Their diet was predominantly carbohydrates before and after migration to Israel; the main post-transition changes were (1) more sugar and less unrefined carbohydrates and (2) more vegetable oils and less animal fats. Post-transition macronutrient were estimated as 10% more calories, 2% less fat energy, 4% less protein energy, and 2% more carbohydrate energy. SFAs decreased 43% while PUFAs increased 240% and monosaturated fatty acids (MUFAs) increased 63%. Starches decreased 12%, fiber decreased 35%, and added sugar increased 600% (55).
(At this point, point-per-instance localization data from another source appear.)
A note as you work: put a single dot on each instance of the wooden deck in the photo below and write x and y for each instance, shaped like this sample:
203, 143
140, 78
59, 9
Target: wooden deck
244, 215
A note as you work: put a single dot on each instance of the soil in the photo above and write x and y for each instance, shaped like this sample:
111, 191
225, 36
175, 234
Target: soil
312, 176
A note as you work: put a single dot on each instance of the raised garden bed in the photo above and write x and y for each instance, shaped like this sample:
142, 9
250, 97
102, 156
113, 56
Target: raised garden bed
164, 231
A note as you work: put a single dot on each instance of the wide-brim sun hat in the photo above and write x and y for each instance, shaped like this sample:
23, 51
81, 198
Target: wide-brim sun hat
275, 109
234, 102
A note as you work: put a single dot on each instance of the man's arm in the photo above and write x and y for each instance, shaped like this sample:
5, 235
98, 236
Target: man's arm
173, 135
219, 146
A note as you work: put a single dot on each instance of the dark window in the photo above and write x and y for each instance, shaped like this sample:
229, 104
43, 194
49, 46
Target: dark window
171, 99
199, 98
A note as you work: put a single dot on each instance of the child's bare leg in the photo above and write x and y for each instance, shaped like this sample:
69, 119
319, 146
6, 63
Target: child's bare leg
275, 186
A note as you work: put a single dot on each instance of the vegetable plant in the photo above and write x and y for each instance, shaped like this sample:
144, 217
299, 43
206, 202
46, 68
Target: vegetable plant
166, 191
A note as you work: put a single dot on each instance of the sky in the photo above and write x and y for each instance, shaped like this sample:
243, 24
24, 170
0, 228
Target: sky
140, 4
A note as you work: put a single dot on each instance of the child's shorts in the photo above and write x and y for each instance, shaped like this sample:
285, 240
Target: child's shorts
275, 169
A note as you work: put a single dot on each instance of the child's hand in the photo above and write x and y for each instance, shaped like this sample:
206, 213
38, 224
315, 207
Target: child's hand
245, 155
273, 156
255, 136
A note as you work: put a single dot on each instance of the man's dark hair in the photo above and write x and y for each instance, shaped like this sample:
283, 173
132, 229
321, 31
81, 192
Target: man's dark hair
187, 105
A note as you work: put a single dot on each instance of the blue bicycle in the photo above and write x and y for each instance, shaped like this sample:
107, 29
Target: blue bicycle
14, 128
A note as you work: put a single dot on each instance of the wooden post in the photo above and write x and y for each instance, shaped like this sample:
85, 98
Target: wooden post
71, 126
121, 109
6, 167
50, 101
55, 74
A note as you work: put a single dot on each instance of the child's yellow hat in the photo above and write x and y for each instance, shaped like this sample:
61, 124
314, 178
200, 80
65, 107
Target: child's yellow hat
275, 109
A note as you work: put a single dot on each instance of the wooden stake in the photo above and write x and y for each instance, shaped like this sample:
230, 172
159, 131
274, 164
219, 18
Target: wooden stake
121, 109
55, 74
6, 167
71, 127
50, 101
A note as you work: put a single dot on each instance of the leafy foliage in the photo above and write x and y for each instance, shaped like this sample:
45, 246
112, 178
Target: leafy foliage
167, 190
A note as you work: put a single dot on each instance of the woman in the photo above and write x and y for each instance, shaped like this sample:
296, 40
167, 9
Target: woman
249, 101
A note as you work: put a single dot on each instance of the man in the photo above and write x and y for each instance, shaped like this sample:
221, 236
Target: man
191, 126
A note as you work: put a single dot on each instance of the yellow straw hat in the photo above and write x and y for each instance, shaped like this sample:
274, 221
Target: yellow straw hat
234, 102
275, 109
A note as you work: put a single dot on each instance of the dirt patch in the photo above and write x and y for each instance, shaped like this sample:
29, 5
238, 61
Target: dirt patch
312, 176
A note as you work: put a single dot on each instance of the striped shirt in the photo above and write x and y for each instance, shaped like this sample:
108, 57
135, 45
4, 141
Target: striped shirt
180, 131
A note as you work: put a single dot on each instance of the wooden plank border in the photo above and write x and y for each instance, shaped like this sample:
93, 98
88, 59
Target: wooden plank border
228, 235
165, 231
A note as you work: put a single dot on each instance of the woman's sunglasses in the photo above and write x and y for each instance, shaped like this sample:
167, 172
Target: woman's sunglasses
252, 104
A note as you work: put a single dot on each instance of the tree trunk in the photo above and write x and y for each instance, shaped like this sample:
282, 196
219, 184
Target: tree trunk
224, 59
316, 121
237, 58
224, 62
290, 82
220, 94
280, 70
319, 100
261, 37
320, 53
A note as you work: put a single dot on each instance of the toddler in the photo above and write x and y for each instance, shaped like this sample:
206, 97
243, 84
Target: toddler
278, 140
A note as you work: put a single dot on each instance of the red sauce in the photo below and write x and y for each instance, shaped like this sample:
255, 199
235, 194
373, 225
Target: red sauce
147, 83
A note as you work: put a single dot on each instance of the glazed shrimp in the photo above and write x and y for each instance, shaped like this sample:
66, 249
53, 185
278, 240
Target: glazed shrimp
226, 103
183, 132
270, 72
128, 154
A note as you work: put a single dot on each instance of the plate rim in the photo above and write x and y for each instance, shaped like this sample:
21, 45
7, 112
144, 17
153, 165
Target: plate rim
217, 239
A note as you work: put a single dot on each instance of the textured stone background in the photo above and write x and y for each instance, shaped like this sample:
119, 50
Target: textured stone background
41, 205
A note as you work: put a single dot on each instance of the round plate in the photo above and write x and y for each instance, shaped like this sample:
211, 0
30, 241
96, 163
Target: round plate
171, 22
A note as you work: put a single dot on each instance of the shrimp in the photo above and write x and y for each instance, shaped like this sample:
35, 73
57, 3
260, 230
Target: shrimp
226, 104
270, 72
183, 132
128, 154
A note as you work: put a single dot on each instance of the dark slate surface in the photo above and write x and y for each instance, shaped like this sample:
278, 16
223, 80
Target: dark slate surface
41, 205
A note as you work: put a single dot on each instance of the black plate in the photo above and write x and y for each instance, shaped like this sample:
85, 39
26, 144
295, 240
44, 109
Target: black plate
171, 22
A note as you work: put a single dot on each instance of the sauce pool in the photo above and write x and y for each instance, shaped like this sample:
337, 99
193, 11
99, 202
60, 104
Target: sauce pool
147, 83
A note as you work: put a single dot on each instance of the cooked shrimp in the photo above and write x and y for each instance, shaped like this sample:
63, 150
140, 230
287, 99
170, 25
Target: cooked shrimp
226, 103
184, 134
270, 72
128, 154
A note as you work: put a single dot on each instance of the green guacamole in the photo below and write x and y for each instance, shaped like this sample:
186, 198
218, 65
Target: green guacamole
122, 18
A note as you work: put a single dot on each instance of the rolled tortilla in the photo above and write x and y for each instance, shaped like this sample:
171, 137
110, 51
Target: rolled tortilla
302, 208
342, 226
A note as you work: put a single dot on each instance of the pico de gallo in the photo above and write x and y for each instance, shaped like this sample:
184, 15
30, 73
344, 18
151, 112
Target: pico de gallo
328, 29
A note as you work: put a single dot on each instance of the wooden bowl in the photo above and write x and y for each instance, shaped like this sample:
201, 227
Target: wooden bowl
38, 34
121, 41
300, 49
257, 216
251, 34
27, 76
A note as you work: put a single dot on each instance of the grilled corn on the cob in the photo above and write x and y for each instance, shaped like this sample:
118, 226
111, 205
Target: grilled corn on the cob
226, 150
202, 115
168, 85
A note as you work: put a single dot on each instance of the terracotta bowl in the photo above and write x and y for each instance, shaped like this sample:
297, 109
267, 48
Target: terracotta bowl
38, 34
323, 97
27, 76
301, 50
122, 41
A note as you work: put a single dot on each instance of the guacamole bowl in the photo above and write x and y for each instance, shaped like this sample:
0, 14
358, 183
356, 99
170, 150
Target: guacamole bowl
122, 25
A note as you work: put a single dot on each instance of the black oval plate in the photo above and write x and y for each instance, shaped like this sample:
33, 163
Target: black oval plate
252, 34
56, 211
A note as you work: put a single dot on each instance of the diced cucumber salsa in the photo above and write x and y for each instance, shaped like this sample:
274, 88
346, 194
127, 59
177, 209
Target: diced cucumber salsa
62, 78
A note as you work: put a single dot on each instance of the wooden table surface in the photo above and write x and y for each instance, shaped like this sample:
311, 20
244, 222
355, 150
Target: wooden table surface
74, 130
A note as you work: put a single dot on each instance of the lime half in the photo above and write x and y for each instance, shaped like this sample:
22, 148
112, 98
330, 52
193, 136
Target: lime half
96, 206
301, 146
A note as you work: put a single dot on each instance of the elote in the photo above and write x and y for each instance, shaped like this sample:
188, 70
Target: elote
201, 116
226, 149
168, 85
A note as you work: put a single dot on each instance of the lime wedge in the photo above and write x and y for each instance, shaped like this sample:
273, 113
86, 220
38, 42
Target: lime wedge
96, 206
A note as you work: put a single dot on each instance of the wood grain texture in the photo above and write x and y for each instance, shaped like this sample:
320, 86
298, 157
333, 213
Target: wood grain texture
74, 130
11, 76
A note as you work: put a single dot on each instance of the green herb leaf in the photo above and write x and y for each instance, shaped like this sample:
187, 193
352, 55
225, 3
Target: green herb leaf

Compared to Israelis from Europe or America, Yemenites in Israel consumed more calories (19%), bread/cereal (31%), alcohol (230%) and seeds/nuts (348%), but less vegetables (24%), chicken (13%) and dairy (12%) (78).

Activity and Lifestyle

Pre-transition, men were active in farming or manual labor. In Israel, men were more sedentary with urban jobs (e.g., driving, office work). There was insufficient data on Yemenite women's activities in Yemen or Israel. In Israel, alcohol comprised 2.5% of adult Yemenites' total calories compared to 1.3% of Israelis from Europe or America. Among Yemenite men, 30% reported smoking >10 cigarettes/day vs. 36% of other Israeli men (48).

Health Outcomes

Average BMI increased from 21–23.6 pre-transition to 25–26 post-transition (49). Diabetes prevalence rose from 0.12% in males (M) and 0% in females (F) pre-transition to 0.25% (M) and 0.24% (F) after 20 years in Israel; 2.7% (M) and 3.2% (F) after 30 years, and 6.1% (M) and 3.1% (F) after 40 years (49, 6870).

Among Yemenites over age 55 years living in Israel for >40 years, 26.3% had diabetes (49). Blood pressure increased: systolic from 116 mmHg to 124 mmHg and diastolic from 74 mmHg to 76 mmHg (71). Serum cholesterol increased from 195 mg/dL to 208 mg/dL.